Tuesday, March 18, 2008

You get one life - Live it.

Warning: I'm about to be extremely judgemental. Deal with it.

Last night, as I walked home from the train, I followed a man carrying six beer from the local liquor store. And as I walked, I wondered what kind of day (or life) he had, that he needed beer on a Monday night.

Now, I'm a social drinker. I don't drink to forget about my problems. I drink when I'm out with friends - and at most I have one or two. I don't need a drink to get through a day or a week, and I wondered (briefly) whether those beer were for the night or for the week.

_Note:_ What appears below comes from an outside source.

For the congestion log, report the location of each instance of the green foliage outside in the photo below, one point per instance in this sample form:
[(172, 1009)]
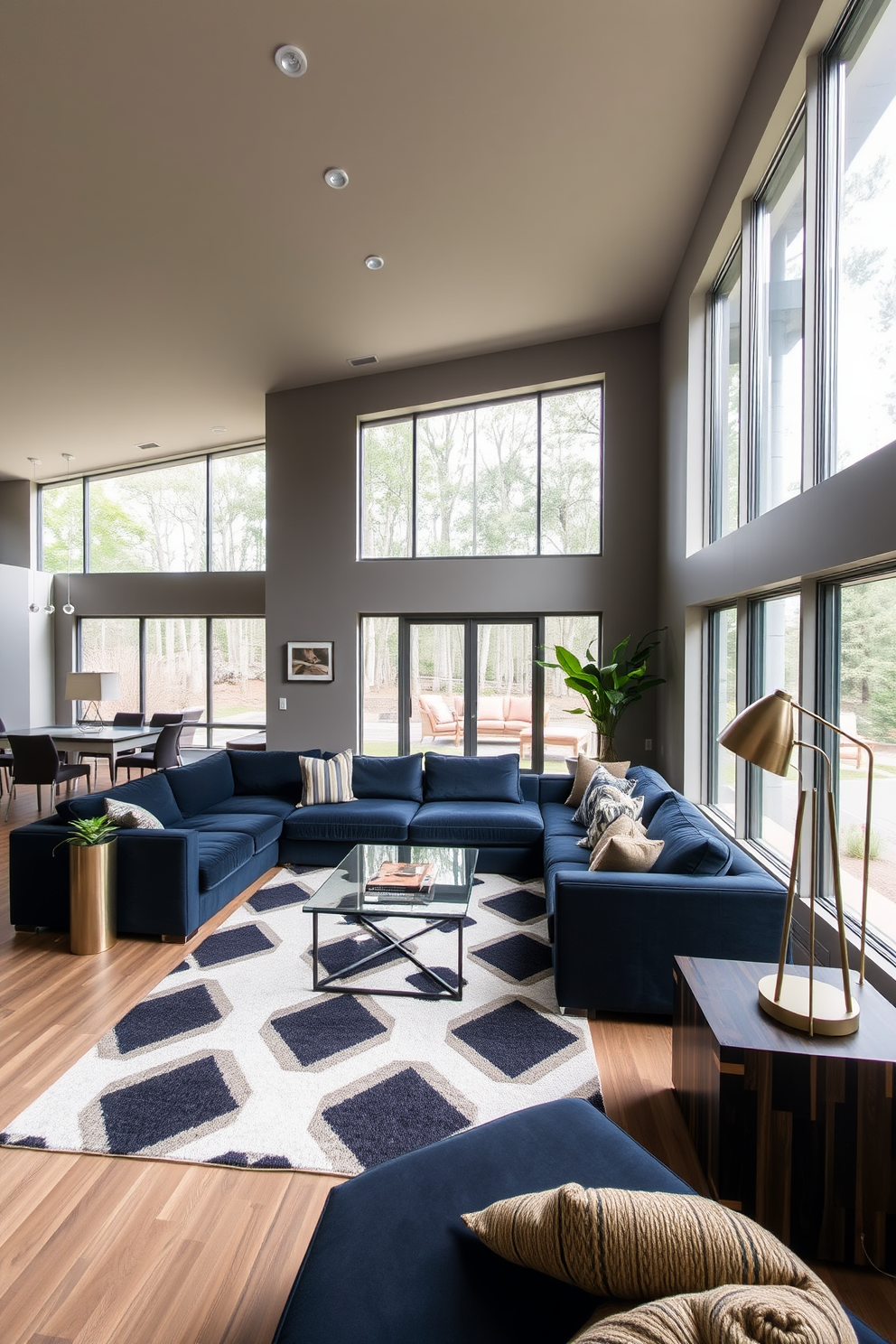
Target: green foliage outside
[(154, 520), (868, 658)]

Regardless, it made me wonder if he was living the life he wanted to live. I suspect not. Those who are, don't buy six beer on a monday night and drink them while sitting on a sofa. In fact, cheap beer on a Monday night reeks of someone who has given up.

Now, it's not like I'm perfect in any way. I spent about a year using WoW to hide from life. I enjoyed the heck out of that game, but when you get right down to it, it was just an escape. I'd stopped doing other hobbies I enjoyed (quilting, reading, the gym). The night a keylogger forced my to do a low level format, I realized how ridiculous the situation was. I cancelled my account that night and haven't played since.

In the meantime, however, J and I were talking about travel and goals and...well, I was whining about not being where I wanted to be or where I thought I'd be at this point in my life. I was wondering if this was all there really was to adulthood - bills, work, food and sleep. I didn't seem to have enough time to do the things I wanted to do (oddly now that I've dropped WoW, I feel less like that), and my life felt as if it belonged to someone else and I was just along for the ride.

I wanted to take a 3 month leave of absence from work. First, let it be said that J and I can easily afford it - especially since at that time we were considering remaining in his house which would have made us debt free. He looked at me and said, "take a month and go to Europe." I scoffed at the idea at first.

But now, I have a flight to London booked. I have tours picked out in Scotland and my passport is waiting. It'll be a little inconvenient at work since I've been placed on the security council, but life goes on and they can deal with it for a month.

It's time I took my one life and started to live it the way I always wanted to.